La famille en mutation.
Marguerite et moi avons participé à une conférence de la professeur émérite de psychologie du développement et de la famille Francine Gillot de Vries (2e à gauche sur la photo). Organisées sous l'impulsion de notre Echevine Dominique Ferier-Jans ces antennes interuniversitaires UCL/ULB sont organisées régulièrement à Waterloo.
Cette problématique est importante car elle nous concerne tous. Je souhaiterais partager avec vous l'essentiel de cette conférence.

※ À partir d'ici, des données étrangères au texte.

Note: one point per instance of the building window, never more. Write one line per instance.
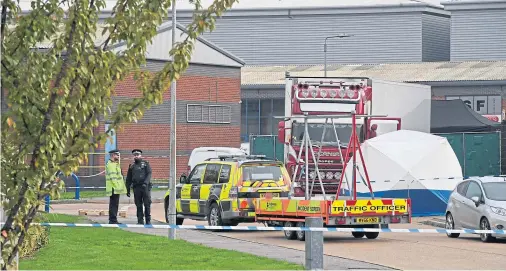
(203, 113)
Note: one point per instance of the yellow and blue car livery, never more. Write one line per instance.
(223, 191)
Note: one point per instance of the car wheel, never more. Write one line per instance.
(214, 216)
(179, 221)
(358, 234)
(450, 225)
(290, 235)
(301, 235)
(485, 225)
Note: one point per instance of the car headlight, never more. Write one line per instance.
(499, 211)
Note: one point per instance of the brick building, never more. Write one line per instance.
(208, 107)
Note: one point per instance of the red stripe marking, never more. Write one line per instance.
(387, 201)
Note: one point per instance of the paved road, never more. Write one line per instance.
(395, 250)
(212, 240)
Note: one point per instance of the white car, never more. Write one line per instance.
(478, 203)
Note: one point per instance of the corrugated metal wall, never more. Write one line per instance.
(435, 38)
(478, 34)
(379, 38)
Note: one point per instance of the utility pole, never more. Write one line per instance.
(172, 170)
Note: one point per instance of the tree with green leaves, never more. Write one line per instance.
(55, 97)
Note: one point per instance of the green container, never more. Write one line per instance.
(479, 154)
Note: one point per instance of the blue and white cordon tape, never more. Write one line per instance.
(103, 187)
(255, 228)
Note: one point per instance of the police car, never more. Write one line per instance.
(222, 190)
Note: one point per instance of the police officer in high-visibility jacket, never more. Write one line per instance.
(139, 177)
(114, 185)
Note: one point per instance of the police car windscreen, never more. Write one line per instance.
(260, 173)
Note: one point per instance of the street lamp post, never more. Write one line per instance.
(173, 119)
(325, 48)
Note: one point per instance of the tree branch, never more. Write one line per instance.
(45, 124)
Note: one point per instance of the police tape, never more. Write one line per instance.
(103, 187)
(273, 228)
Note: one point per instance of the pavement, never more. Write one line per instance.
(156, 197)
(402, 251)
(209, 239)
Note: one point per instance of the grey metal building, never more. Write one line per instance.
(478, 29)
(283, 33)
(481, 84)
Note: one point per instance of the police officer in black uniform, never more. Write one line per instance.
(139, 177)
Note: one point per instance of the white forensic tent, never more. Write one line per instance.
(411, 164)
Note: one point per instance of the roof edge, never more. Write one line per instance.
(166, 26)
(474, 5)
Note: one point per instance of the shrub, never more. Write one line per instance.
(36, 237)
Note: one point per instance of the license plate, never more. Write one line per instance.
(269, 195)
(368, 220)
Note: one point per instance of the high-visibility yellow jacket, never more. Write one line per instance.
(114, 179)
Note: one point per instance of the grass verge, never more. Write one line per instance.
(116, 249)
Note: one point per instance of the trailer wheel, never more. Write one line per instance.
(358, 234)
(290, 235)
(372, 235)
(301, 235)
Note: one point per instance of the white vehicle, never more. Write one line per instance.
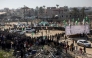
(28, 30)
(83, 43)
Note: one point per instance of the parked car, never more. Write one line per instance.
(28, 30)
(83, 43)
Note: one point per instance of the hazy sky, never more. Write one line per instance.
(48, 3)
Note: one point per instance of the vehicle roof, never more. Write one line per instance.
(81, 40)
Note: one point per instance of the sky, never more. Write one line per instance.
(48, 3)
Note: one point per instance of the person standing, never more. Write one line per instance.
(84, 49)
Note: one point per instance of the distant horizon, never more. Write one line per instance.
(15, 4)
(45, 7)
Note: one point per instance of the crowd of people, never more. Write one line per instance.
(23, 43)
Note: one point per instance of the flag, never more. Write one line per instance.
(76, 22)
(78, 19)
(73, 19)
(69, 22)
(86, 18)
(83, 21)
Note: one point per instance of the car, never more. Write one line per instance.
(28, 30)
(83, 43)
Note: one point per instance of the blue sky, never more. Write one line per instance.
(48, 3)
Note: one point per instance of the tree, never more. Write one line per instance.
(57, 5)
(41, 10)
(75, 13)
(36, 11)
(82, 11)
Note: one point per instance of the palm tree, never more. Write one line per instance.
(57, 5)
(75, 13)
(83, 12)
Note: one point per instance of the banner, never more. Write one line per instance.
(77, 29)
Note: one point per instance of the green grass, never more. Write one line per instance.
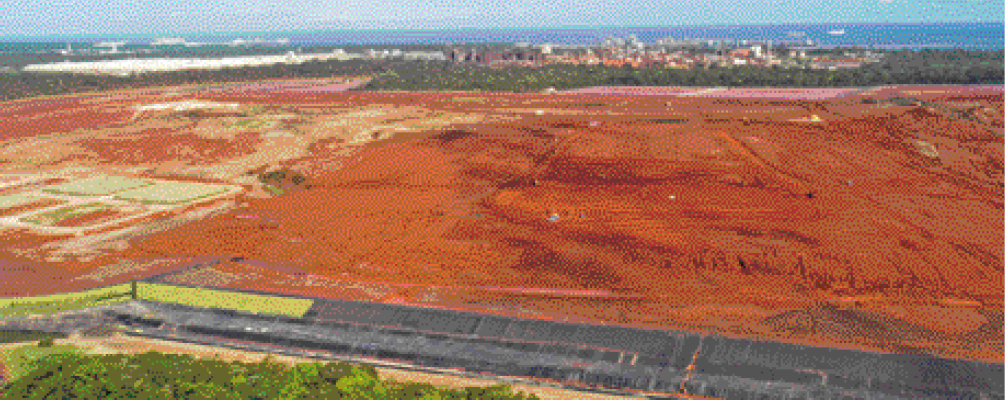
(26, 336)
(172, 193)
(209, 298)
(272, 190)
(49, 218)
(10, 307)
(15, 200)
(21, 361)
(99, 186)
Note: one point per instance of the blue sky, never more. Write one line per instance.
(29, 18)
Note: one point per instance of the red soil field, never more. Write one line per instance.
(658, 90)
(29, 207)
(726, 217)
(788, 93)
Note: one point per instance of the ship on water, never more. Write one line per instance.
(167, 41)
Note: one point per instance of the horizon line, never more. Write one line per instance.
(585, 27)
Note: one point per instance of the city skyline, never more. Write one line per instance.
(157, 17)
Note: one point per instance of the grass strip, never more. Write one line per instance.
(63, 297)
(22, 360)
(209, 298)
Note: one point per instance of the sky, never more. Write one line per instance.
(33, 18)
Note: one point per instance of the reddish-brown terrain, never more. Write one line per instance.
(878, 227)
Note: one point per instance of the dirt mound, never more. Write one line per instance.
(727, 216)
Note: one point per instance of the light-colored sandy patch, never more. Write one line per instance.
(104, 272)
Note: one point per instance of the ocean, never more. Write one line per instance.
(875, 35)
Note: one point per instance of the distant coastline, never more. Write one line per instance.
(969, 35)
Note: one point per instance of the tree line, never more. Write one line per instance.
(167, 376)
(929, 66)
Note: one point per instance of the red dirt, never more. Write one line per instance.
(734, 220)
(29, 207)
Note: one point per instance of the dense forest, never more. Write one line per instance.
(166, 376)
(927, 66)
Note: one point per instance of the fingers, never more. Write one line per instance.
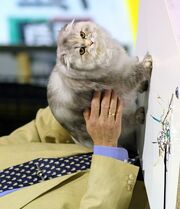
(95, 105)
(119, 110)
(105, 104)
(113, 106)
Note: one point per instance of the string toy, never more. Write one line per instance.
(164, 137)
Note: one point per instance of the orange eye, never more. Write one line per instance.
(82, 50)
(82, 34)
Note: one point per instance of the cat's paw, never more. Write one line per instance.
(140, 115)
(148, 63)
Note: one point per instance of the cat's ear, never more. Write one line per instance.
(69, 25)
(64, 60)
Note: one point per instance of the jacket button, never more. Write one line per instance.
(131, 176)
(129, 187)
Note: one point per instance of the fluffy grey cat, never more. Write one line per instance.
(89, 59)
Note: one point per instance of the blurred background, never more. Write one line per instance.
(28, 32)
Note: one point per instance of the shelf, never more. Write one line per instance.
(20, 48)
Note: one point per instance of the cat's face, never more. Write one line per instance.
(82, 46)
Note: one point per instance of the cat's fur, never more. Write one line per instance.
(104, 65)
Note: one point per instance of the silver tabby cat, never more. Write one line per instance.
(89, 59)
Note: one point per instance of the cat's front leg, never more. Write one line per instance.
(147, 64)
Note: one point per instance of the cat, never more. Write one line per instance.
(89, 59)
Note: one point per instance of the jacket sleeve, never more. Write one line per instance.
(44, 128)
(110, 185)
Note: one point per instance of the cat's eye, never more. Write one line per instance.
(82, 34)
(82, 50)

D’emblée Francine Devries précise qu’elle ne parlera pas de la famille « tout-vendu », la famille nucléaire : père, mère et leurs enfants biologiques. Elle nous présente « la famille en mutation ». Depuis les années 70, travail de la femme, progrès de la contraception, progrès scientifiques et techniques dans les méthodes de procréation médicalement assistée, évolution des mentalités : homosexualité affichée, mariage homosexuel, divorces très courants, ces facteurs ont amené une diversification des types de familles. Ces nouvelles familles font apparaître 3 nouveaux « modèles ».
- Les familles divorcées aboutissant à
- Des familles monoparentales
- Des familles recomposées avec souvent présence de demi-frères et de demi-sœurs, enfants du nouveau compagnon ou compagne ou enfants nés du nouveau couple qui s’est formé.
Les familles homoparentales comportent de nombreuses variantes : les enfants pouvant être le fruit d’une union
- préalable traditionnelle, ou d’un accord entre gays-lesbiennes, personnes consentantes ou encore d’une adoption.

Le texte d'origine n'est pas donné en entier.